During the session, these requirements generated significant discussions among the attendees, many of which had been producing HLS presentations for years. Most stated that they provided one or two trick play files, with few providing at all resolutions, and most pointing to the I-frames in existing files rather than encoding separate, I-frame-only files. Producers will have to make their own cost/benefit analysis to decide upon the optimal approach for them.
8. Should I Use Apple’s Suggestions Verbatim?
Sometime during the last revision or two of the Authoring Specification, Apple addressed per-title encoding implementations, stating that “The above bitrates are initial encoding targets for typical content delivered via HLS. We recommend you evaluate them against your specific content and encoding workflow then adjust accordingly.” So Apple isn’t dictating a fixed encoding ladder.
Beyond data rates, if you study Apple’s ladder, you’ll note that it uses essentially the same resolutions for HEVC and H.264 for all rungs below 2K. At the preconference session, one of the more technically savvy attendees suggested that Apple’s ladder should have completely different rungs for HEVC to account for the codec’s greater efficiency with high-resolution videos. This led to the analysis presented in an article entitled, “Apple Got It Wrong: Encoding Specs for HEVC in HLS.”

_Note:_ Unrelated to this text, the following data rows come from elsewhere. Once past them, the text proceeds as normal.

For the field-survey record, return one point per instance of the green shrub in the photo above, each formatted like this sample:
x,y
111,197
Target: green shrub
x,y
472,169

Long story short, the article proposes that the optimal ladder for HEVC would eliminate several lower resolution rungs, and push higher resolution rungs lower in the ladder. This is shown in Table 5, which shows Apple’s suggested ladder on the left and a more optimal ladder on the right (customized for the animated movie Sintel), along with VMAF scores rating the quality of both alternatives. For optimal QoE, you’ll get better results with the Should Be ladder, rather than the Was ladder designated by Apple.
Table 5. Apple’s HEVC encoding ladder on the left, proposed encoding ladder on the right
9. What Are My Live Options?
Live options are nascent but rapidly becoming available, and the presentation handout lists encoders from Bitmovin, Elemental, Harmonic, and Hybrik, as well as transcoding solutions from Wowza and Nimble Streamer. For developer-level producers, MulticoreWare, MainConcept, and Beamr all have SDKs, and the handout details how to produce output using FFmpeg and Bento4.
10. What Does the Spec Say About High Dynamic Range (HDR)?
The Authoring Specification states that HDR video must be encoded as either HDR10 or DolbyVision, and that HDR encoded streams should be provided at all resolutions. If you provide HDR content, you should also provide SDR content for the main video files and trick play files, as well as H.264 content, boosting the stream count to potentially dozens of individual files.
Note that Apple doesn’t yet provide an example file with HDR, leaving several questions unanswered, such as whether the required H.264 content can also serve as the SDR content, or whether producers should also supply separate HEVC-encoded SDR streams (and trick play files). I’m guessing that Apple will always supply the most expansive (and expensive) way to meet the requirements stated in the Authoring Specification, leaving developers to choose their own configuration based on cost and the desired QoE.
It’s early days for HEVC in HLS, and the topic and technology will be fast moving. Hopefully, these questions and answers have helped you off to a quick start.